Девушка из министерства [Повести, рассказы] (Адамян) - страница 9

В подтверждение ее мыслей жена художника принесла на подносе кофе. Рузанна узнала ее сразу, потому что на многих полотнах видела это приветливое, тронутое временем лицо, крупные белые руки, всегда занятые каким-нибудь делом. Жена художника разлила кофе по маленьким чашечкам, и Рузанне пришлось подойти к круглому бамбуковому столику за своей чашкой.

Резким, коротким движением руки художник указал на несколько небольших полотен, расставленных полукругом прямо на полу.

— Вот мои последние… Говорят, надо куда-то ездить, изучать жизнь. И ездят. Все, что увидят, — сразу на полотно.

Он помолчал.

— Жизнь надо знать. Понять. Осмыслить. И только после этого работать.

Художник сидел опустив плечи и посматривал на этюды, спокойно щуря глаза. Жена облокотилась о спинку его кресла и тоже смотрела на картины.

Енок Макарович держал в руке чашку кофе.

— Вот что меня удивляет, — сказал он, — этот холст переживет камень. Здание рассыплется, а его изображение будет жить. Менялись общественные формации, рушились государства, стирались с лица земли города, а полотна Рембрандта живут!

Старик ничего не ответил. Он поднял глаза, взглянул на Рузанну, и она поняла, что и от нее ждут каких-то слов. Вероятно, каждый, кто входил в это святилище, должен был принести дань признания и восхищения.

Очень хотелось ей в эту минуту сказать что-нибудь глубокое, тонкое и верное, чтобы художник и его жена отнеслись к ней иначе, чем к случайной посетительнице, и приобщили ее к своему миру. Но у нее не нашлось ни тонких суждений, ни особенных слов. Она даже почему-то покраснела и ответила, как школьница:

— Мне очень нравится…

Енок Макарович снова заговорил о чем-то с художником. Рузанна пошла по мастерской, заглядывая в уголки, выискивая наброски, зарисовки, маленькие полотна этюдов.

Она тихонько коснулась гипсовой кошачьей головы с настороженными ушами и дикими голодными глазами. Это была, несомненно, кошка, но сделанная человеком, который видел кошек иначе, чем Рузанна.

— Нравится?

Это спросил бесшумный юноша, который присутствовал в мастерской как незаметный дух-служитель.

Вероятно, он слышал суждение Рузанны о картинах и теперь захотел посмеяться над ней.

— Нравится, — с вызовом сказала она.

— Ну, правильно! — Юноша, улыбаясь, гладил кошачью голову. — Значит, вы что-то понимаете.
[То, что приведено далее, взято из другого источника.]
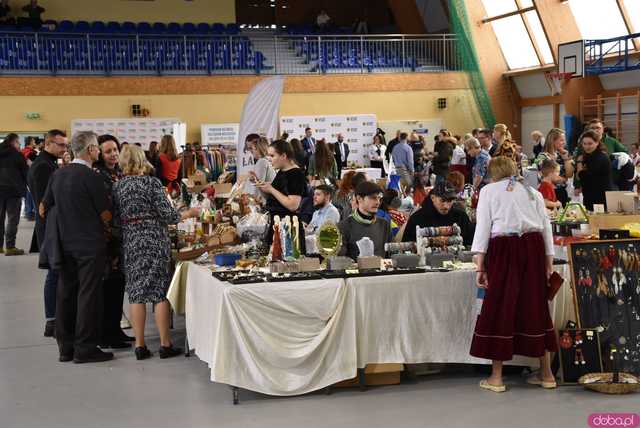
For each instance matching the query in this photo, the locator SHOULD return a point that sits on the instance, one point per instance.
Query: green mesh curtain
(468, 59)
Глубокая древность — Египет. А ведь чудо, кошачья душа. Верно?

Он широко улыбался некрасивым, добрым, скуластым лицом.

Енок Макарович поднялся, и Рузанна поспешила к нему.

Хозяин мастерской говорил:

— В старину гении Леонардо, Микеланджело честно работали для народа. Они расписывали храмы и даже бани. Не гнушались. А мы плохо воспитываем вкус народа в отношении живописи. Купить картину — не всем доступно. В музеях люди бывают редко. Надо приблизить наше искусство к народу. Будь я помоложе…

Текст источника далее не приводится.